Many Americans have and are continuing to struggle financially as a result of the COVID-19 pandemic. The federal government has provided stimulus payments and other emergency relief measures to help individuals in need, but many are still struggling. As a result, lawmakers and millions of Americans themselves have been pushing for another round of financial support, either in the form of a fourth stimulus check or recurring monthly payments. Read on for a guide to the latest status on additional COVID-19 stimulus measures.
STIMULUS CHECKS TO DATE
Let us begin with a review of the stimulus checks provided to date. Thus far, there have been three rounds of stimulus checks paid out. Federal distributions of stimulus payments have been as follows:
- March 2020 – $1,200 stimulus checks
- December 2020 – $600 stimulus checks
- March 2021 – $1,400 stimulus checks
These stimulus checks were distributed in the form of direct payments to many Americans across the country, largely based on annual individual or household income thresholds. In addition, the Biden administration’s American Rescue Plan initiated child tax credits in the amount of $300 per month per child aged 5 or younger and $250 per month per child aged 6-17.

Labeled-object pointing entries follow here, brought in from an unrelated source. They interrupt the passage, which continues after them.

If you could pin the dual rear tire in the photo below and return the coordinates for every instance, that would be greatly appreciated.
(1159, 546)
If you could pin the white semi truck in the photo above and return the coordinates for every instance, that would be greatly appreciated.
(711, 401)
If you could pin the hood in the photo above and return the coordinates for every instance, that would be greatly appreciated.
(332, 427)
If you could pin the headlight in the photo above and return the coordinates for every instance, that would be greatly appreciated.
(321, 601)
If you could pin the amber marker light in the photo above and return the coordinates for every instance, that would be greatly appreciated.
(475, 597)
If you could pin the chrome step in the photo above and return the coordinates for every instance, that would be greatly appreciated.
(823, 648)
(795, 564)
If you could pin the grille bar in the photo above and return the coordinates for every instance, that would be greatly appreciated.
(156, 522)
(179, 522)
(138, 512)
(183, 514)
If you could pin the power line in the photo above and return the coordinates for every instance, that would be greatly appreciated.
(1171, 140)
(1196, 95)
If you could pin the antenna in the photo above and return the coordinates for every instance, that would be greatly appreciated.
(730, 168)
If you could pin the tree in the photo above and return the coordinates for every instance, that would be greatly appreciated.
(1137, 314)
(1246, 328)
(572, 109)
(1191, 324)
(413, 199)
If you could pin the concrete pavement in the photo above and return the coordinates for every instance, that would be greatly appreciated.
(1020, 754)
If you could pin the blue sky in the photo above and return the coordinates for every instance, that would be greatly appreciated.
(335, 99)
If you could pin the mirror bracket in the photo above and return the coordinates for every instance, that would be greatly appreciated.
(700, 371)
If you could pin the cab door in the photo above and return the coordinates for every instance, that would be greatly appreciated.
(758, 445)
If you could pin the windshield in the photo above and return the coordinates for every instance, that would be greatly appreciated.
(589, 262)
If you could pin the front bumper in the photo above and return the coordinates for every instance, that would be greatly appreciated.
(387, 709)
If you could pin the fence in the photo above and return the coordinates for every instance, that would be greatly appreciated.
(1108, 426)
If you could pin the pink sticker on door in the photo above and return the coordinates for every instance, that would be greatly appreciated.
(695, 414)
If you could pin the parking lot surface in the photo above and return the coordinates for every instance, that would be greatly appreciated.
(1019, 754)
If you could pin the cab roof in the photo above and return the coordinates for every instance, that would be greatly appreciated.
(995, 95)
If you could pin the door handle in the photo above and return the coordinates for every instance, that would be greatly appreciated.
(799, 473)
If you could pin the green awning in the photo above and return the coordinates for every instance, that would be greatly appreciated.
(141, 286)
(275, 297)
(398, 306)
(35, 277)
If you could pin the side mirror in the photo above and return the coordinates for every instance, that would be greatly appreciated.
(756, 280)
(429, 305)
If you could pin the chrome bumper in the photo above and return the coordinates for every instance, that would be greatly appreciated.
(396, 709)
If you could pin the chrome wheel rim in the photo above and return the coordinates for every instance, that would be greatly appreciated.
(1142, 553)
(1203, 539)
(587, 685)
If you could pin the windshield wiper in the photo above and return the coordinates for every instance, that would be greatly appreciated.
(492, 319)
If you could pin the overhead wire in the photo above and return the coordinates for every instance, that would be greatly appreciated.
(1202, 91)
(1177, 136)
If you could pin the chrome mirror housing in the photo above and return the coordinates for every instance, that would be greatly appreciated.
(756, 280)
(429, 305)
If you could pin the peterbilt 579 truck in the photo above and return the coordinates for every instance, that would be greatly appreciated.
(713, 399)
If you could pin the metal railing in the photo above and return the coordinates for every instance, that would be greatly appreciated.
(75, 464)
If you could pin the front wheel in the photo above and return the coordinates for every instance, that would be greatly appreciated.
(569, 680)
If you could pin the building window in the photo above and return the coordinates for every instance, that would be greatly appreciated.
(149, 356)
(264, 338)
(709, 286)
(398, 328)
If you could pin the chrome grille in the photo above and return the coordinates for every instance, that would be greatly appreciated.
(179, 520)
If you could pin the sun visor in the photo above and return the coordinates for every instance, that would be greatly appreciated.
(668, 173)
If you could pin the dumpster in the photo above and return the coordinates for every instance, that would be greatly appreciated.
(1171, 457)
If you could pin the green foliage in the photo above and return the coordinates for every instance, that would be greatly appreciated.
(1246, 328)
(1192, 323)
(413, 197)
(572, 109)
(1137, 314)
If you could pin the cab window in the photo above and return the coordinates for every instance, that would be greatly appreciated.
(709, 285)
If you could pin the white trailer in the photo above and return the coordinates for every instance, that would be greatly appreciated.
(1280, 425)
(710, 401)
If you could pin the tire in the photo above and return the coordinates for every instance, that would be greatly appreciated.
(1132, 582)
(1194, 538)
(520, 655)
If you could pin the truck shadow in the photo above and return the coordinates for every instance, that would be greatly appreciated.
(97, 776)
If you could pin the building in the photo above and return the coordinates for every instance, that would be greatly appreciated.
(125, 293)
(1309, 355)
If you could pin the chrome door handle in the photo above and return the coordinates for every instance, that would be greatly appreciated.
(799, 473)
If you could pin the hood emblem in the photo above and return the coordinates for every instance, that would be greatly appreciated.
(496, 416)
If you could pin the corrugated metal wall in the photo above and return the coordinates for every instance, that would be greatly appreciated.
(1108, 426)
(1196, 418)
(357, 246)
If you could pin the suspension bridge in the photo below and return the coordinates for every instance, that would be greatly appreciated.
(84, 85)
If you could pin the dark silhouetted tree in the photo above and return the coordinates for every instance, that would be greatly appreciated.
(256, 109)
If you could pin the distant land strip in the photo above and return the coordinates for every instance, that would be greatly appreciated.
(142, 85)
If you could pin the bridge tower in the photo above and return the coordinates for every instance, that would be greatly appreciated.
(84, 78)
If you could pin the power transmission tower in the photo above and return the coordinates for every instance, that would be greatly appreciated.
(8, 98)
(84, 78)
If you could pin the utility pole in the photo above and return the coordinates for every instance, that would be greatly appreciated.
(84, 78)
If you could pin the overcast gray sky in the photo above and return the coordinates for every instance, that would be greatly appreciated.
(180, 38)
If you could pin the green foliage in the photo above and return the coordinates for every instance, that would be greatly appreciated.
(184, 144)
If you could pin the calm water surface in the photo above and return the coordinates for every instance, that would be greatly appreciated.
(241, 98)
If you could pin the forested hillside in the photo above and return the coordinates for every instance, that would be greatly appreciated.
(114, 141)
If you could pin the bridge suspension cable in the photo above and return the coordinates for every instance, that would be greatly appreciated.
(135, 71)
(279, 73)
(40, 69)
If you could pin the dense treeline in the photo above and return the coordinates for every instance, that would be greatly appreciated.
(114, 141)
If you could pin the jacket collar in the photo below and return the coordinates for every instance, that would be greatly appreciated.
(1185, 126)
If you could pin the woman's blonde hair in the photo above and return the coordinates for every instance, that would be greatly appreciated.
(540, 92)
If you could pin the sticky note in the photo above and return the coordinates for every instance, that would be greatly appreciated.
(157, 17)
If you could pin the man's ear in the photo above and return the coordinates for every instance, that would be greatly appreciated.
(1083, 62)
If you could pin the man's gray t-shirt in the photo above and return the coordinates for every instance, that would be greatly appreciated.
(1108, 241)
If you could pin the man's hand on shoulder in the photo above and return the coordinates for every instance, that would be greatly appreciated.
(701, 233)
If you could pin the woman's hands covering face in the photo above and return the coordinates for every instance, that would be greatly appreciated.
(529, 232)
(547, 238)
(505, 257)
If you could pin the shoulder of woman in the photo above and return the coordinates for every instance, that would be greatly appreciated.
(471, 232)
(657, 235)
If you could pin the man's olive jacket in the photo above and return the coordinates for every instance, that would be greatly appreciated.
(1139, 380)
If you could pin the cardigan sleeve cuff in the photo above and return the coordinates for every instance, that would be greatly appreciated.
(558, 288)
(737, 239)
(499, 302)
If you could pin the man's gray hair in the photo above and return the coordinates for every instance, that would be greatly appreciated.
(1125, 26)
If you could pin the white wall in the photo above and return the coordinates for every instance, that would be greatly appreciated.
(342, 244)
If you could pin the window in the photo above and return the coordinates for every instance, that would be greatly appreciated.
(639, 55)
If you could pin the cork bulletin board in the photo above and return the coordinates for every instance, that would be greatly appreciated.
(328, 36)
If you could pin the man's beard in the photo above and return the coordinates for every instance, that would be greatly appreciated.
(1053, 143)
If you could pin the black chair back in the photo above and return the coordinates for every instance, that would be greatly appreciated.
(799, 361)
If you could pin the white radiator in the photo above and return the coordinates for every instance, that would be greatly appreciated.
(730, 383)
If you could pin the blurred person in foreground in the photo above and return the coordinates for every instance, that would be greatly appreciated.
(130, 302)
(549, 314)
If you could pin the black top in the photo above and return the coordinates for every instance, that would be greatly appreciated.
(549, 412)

THE PUSH FOR A FOURTH STIMULUS CHECK CONTINUES
While these three stimulus checks boosted those who received them, many people are still experiencing significant financial struggles. To date, 80 Democratic lawmakers have publicly expressed their support for a fourth stimulus check, and many of those have also voiced support for $2,000 recurring monthly payments. Thus far, an online petition on Change.org calling for these recurring payments has seen over 2.63 million signatures, with a goal of 3 million in total. These recurring monthly payments would in theory go directly to low income individuals.
Given that so many Americans are struggling financially, combined with the fact that the child tax credits are set to expire in 2022, there is a big push on the part of the Biden administration and the Democratic party to pass further stimulus. Specifically, they aim to push through recurring monthly payments via the $3.5 million “human infrastructure” proposal.
Republican lawmakers are largely opposed to such a huge spending package and are attempting to push back against another round of stimulus payments. While the “human infrastructure” proposal may be met with opposition, along with the recurring monthly payments included in it, Democrats may attempt to use budget reconciliation to bypass the support that would otherwise be needed from the Republicans to pass such a measure.
Overall, there is no debating the fact that many Americans continue to struggle the financial impacts of the COVID-19 pandemic. But how to combat this and come up with a solution to address these financial issues is where many lawmakers differ. Some believe that continued spending on stimulus support is the way to go, while others are staunchly opposed. As is the case with most hot button issues, lawmakers will continue to debate head to head the best strategies to get Americans back on their feet.